Dollar closes as markets brace for another big Fed rate hike
By Kevin Buckland
TOKYO (Reuters) – The dollar remained firm below a two-decade high against its major peers on Tuesday as investors braced for the Federal Reserve to continue its aggressive interest rate hike campaign to contain excessive inflation.
The dollar index, which measures the greenback against six peers, was little changed at 109.53, flat for now after falling from a high of 110.79 earlier this month, a level not seen since June 2002.
The two-year US Treasury yield, which is extremely sensitive to political expectations, hit 3.970% overnight for the first time since November 2007. The 10-year yield hit an all-time high of 3.518% since April 2011. .
Investors fully priced another 75 basis point increase by the Federal Open Market Committee for Wednesday, and set a rating of 19% for a full percentage point increase.
While still high, those bets were down around 38% on Wednesday, when they were shocked by a surprise acceleration in US consumer prices in August.

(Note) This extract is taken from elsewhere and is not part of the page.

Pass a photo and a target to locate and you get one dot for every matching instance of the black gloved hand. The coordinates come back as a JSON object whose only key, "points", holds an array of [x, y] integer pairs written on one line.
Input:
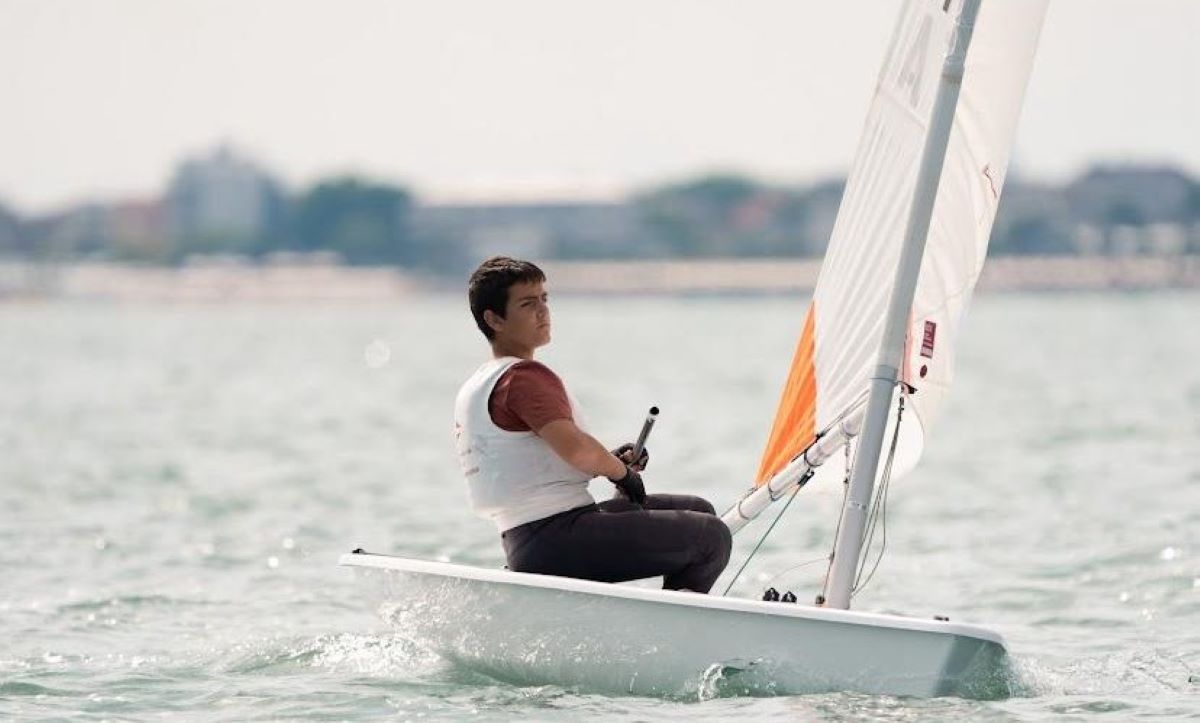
{"points": [[631, 484], [625, 454]]}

The dollar eased 0.15% to 142.96 yen, continuing a week-long consolidation after two attempts at 145 this month took it to 144.99 on September 7 for the first time in 24 years. The dollar-yen currency pair tends to follow the long-term yield differential between US and Japanese government bonds.
The Bank of Japan decides policy on Thursday and is largely expected to keep its ultra-easy stimulus parameters unchanged. These include pinning the 10-year yield near zero.
“We need to see the FOMC,” said Tohru Sasaki, strategist at JP Morgan in Tokyo.
“The dollar-yen will eventually break above 145, but the speed depends on how hawkish the Fed is and how interest rate differentials evolve.”
The Euro was little changed at $1.0030, after rising slowly over the past week and strengthening its position above parity. It fell to $0.9864 on September 6 for the first time in two decades.
The pound was steady at $1.14295, finding its feet after falling to a 37-year low of $1.13510 late last week.
The Bank of England will decide its policy on Thursday. Investors are divided on whether a 50 or 75 basis point hike is on the way.
The risk-sensitive Australian dollar slipped 0.07% to $0.6722 and the New Zealand dollar fell 0.23% to $0.59435.
Bitcoin fell 0.48% to $19,445, after hovering between a two-month low of $18,540 and a 3 1/2-week high of $22,781 in the past two weeks.